An analysis of 13 studies on the effects of reducing salt has found that a difference of five grams per day is associated with a 23 per cent difference in the rate of stroke and a 17 per cent difference in the rate of total cardiovascular disease, reports FoodBusinessNews.net.
The results of the analysis were published in the British Medical Journal last month.
FoodBusinessNews.net reports that higher salt intake is associated with a higher incidence of strokes and total cardiovascular events.
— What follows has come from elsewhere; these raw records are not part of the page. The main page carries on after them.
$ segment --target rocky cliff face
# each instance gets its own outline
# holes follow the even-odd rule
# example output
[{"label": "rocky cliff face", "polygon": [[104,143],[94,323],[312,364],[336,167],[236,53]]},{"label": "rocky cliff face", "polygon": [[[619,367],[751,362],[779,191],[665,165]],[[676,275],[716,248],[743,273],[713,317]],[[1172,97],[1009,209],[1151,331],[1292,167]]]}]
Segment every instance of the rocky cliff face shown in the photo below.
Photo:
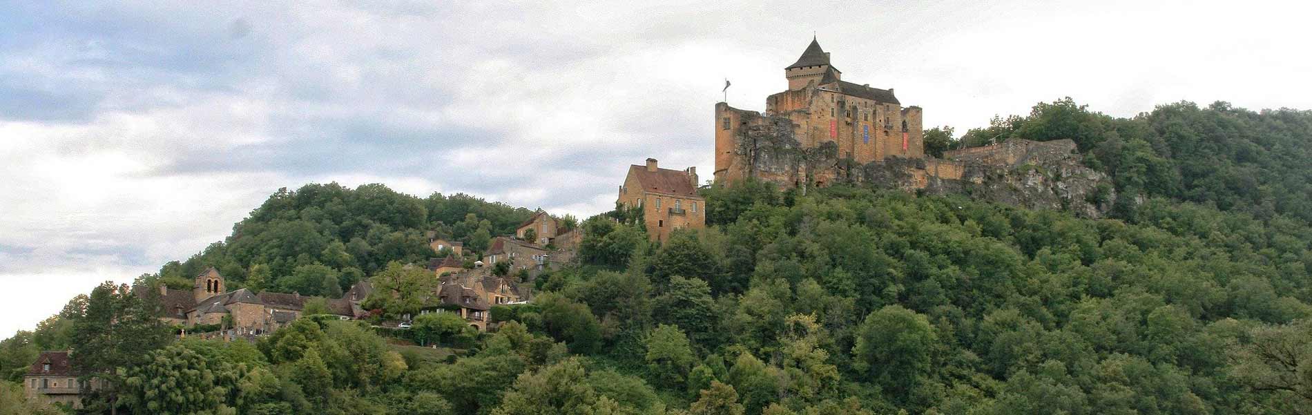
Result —
[{"label": "rocky cliff face", "polygon": [[963,192],[972,198],[1025,206],[1071,210],[1099,218],[1115,200],[1111,180],[1085,167],[1080,156],[1039,156],[1015,165],[967,165]]},{"label": "rocky cliff face", "polygon": [[862,179],[876,186],[963,193],[1027,209],[1069,210],[1086,218],[1102,217],[1117,198],[1111,179],[1085,167],[1071,141],[1017,141],[950,156],[870,163]]}]

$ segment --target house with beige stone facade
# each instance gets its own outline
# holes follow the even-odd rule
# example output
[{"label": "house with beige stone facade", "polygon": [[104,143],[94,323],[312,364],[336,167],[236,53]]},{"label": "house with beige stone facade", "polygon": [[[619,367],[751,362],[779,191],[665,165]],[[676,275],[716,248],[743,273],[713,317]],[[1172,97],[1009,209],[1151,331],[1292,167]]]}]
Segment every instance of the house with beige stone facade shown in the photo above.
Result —
[{"label": "house with beige stone facade", "polygon": [[697,194],[695,167],[660,168],[656,159],[647,159],[646,165],[630,165],[615,205],[642,209],[652,240],[664,242],[676,229],[706,227],[706,200]]},{"label": "house with beige stone facade", "polygon": [[[290,324],[315,297],[298,293],[256,293],[251,289],[226,292],[226,278],[215,268],[195,276],[192,290],[172,290],[160,285],[160,301],[168,323],[226,326],[235,335],[262,335]],[[325,298],[328,313],[342,319],[365,315],[361,303],[369,295],[367,282],[352,286],[342,298]]]},{"label": "house with beige stone facade", "polygon": [[68,351],[41,352],[22,377],[22,389],[28,399],[80,408],[96,381],[79,381],[79,374]]}]

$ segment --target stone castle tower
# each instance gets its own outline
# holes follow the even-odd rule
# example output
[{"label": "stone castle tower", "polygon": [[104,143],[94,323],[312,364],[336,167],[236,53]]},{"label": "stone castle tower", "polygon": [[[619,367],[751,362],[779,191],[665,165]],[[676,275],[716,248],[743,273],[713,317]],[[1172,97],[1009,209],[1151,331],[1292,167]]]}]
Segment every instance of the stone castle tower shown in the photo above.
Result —
[{"label": "stone castle tower", "polygon": [[893,89],[842,80],[820,42],[785,67],[789,89],[765,113],[715,105],[715,180],[827,185],[848,169],[890,158],[924,159],[921,109]]},{"label": "stone castle tower", "polygon": [[223,294],[224,293],[223,276],[219,274],[219,271],[215,269],[214,267],[202,271],[199,274],[195,276],[195,284],[192,285],[192,293],[195,295],[195,302],[201,302],[202,299]]}]

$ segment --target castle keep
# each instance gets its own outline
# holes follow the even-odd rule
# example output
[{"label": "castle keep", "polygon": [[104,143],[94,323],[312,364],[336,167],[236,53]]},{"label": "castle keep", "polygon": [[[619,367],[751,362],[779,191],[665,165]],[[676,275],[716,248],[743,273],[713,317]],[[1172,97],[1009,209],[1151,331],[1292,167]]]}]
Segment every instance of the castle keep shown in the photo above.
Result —
[{"label": "castle keep", "polygon": [[892,88],[842,80],[817,41],[783,75],[789,89],[766,97],[764,114],[715,105],[716,181],[823,186],[853,165],[925,158],[921,109]]},{"label": "castle keep", "polygon": [[789,89],[766,97],[765,113],[715,104],[716,183],[754,179],[803,190],[863,183],[1085,217],[1106,211],[1114,197],[1107,177],[1085,167],[1068,139],[926,155],[920,106],[903,106],[892,88],[842,80],[815,39],[783,75]]}]

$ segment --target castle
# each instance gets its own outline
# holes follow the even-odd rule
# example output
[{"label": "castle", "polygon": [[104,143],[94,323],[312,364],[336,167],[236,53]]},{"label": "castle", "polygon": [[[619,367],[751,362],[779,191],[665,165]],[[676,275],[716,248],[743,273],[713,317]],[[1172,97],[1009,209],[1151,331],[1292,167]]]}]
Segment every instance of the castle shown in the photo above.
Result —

A reduction in salt intake of five grams per day at the population level each year could avert about 1.25 million deaths from stroke and almost three million deaths from cardiovascular disease.
Salt reduction trend
Mintel, a U.S.-based market research firm, says sodium reduction will be one of the leading trends for consumer packaged goods manufacturers in 2010.
Mintel reports that 51 per cent of U.S. consumers say they always or usually watch their sodium levels.
The research firm also reports that food production introductions containing a low, no or reduced sodium claim have increased by nearly 115 per cent from 2005 to 2008.
Less sodium, better bone health
In other news, FoodNavigator.com reports on a study out of Australia that has found that switching to low-salt products may also benefit bone health by reducing calcium loss.
Middle-aged women with pre- or stage 1 hypertension assigned to consume a low-sodium diet experienced reductions in calcium excretion compared to people consuming a high-carbohydrate low-fat diet, according to findings published in the British Journal of Nutrition, reports FoodNavigator.com.